Kılıçdaroğlu saldırısında ucuz atlatılan gerçek tehlike

Hürriyet yazarı Selvi köşesinde kaleme aldığı bir yazıda CHP lideri Kemal Kılıçdaroğlu Ankara'nın Akkuzulu köyünde uğradığı saldırı ile ilgili bir bilgiyi paylaştı ve saldırının yayılmasının ardından bazı bölgelerden saldırganlara destek vermek için kalabalık grupların harekete geçtiğini aktardı.

Kılıçdaroğlu saldırısında ucuz atlatılan gerçek tehlike

Hürriyet yazarı Selvi köşesinde kaleme aldığı bir yazıda CHP lideri Kemal Kılıçdaroğlu Ankara'nın Akkuzulu köyünde uğradığı saldırı ile ilgili bir bilgiyi paylaştı ve saldırının yayılmasının ardından bazı bölgelerden saldırganlara destek vermek için kalabalık grupların harekete geçtiğini aktardı.

Selvi'nin bugünkü yazısının ilgili bölümü şöyle

Kılıçdaroğlu daha büyük bir tehlike atlatmış dememin bir nedeni var.

Kılıçdaroğlu evde tutulurken, Akkuzulu Köyü Muhtarı Halil Kökmen, ’Kemal Bey’i köyden çıkarmamız lazım. Kalabalıklar geliyor, Pursaklar’dan gelenler varmış’ diyor. Tehlikenin büyüdüğü uyarısında bulunuyor. Kılıçdaroğlu’nun saldırıya uğradığı haberi birilerine ulaştırılmış olmalı ki saldırganlara destek vermek için birileri organize olup harekete geçmiş. 
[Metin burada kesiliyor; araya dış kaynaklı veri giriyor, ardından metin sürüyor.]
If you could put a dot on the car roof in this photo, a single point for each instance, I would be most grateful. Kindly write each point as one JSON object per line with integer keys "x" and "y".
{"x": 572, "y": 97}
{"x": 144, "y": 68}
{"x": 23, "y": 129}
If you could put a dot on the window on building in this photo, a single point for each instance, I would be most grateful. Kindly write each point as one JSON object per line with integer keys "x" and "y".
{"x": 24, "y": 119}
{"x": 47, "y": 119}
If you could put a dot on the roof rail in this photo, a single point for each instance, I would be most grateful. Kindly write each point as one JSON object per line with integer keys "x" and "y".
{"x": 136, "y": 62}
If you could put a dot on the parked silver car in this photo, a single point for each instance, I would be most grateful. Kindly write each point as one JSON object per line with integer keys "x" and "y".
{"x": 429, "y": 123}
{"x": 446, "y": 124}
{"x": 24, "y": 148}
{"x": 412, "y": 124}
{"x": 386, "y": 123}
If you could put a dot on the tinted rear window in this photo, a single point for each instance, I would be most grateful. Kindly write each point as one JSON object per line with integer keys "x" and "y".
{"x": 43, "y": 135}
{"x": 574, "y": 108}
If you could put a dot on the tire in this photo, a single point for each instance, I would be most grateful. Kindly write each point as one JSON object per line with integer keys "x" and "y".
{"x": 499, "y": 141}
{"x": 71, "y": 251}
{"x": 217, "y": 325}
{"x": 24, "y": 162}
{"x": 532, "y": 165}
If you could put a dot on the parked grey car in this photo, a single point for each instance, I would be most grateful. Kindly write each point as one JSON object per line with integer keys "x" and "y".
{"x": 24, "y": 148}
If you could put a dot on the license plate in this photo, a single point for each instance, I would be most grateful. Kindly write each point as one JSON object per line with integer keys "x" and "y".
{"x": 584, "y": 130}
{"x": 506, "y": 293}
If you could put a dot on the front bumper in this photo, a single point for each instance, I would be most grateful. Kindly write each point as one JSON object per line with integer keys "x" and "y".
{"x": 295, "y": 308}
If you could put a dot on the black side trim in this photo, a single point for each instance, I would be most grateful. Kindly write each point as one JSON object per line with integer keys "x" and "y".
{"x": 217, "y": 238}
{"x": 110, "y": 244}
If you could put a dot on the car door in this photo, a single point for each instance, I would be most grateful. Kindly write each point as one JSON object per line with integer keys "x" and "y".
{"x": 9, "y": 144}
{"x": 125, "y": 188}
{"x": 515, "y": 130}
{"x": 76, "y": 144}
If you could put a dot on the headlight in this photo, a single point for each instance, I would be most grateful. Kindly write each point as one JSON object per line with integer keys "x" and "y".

Kimi zaman saldırı organize olur, kimi zaman saldırıdan sonra organize olunur.

Bunun üzerine muhtar, eski Başbakan Yardımcısı ve AK Parti Ankara Milletvekili Emrullah İşler, Ankara Emniyet Müdürü Servet Avcı ve Özel Harekât Şube Müdürü Eraslan Er, Kapaklı köyü istikametinden bir çıkış planı yapıp Kılıçdaroğlu’nu tahliye ediyorlar. Tahliye sürecini yöneten isimlerden birisi de Emniyet Genel Müdürü Celal Uzunkaya...

Bu tür süreçler kırılma anıdır. Biz karanlık dönemlerin içine bir günde itilmedik. O nedenle bu sürecin yönetimi çok önemli. Eğer bir kırılma olursa, derin güçler harekete geçer, uyuyan hücreler uyanır, bir de bakmışız ki ülke bir kaosun içine itilmiş.

Dün bu olayların yaşandığı köyün muhtarı Halil Kökmen’le konuştum. ’Dünden beri tehdit telefonları alıyorum’ dedi. İrkildim. ’Kılıçdaroğlu’na bunu nasıl yaparsınız. Bunun hesabını soracağız’diye tehdit ediliyormuş. Emniyet birimlerine iletmiş. Ancak bu ülke Madımak’tan 3 gün sonra Başbağlar katliamını yaşadı. Birileri, Başbağlar için ’Madımak’ın rövanşı’ demişti.

Oysa her iki katliamı planlayan el, aynı eldi."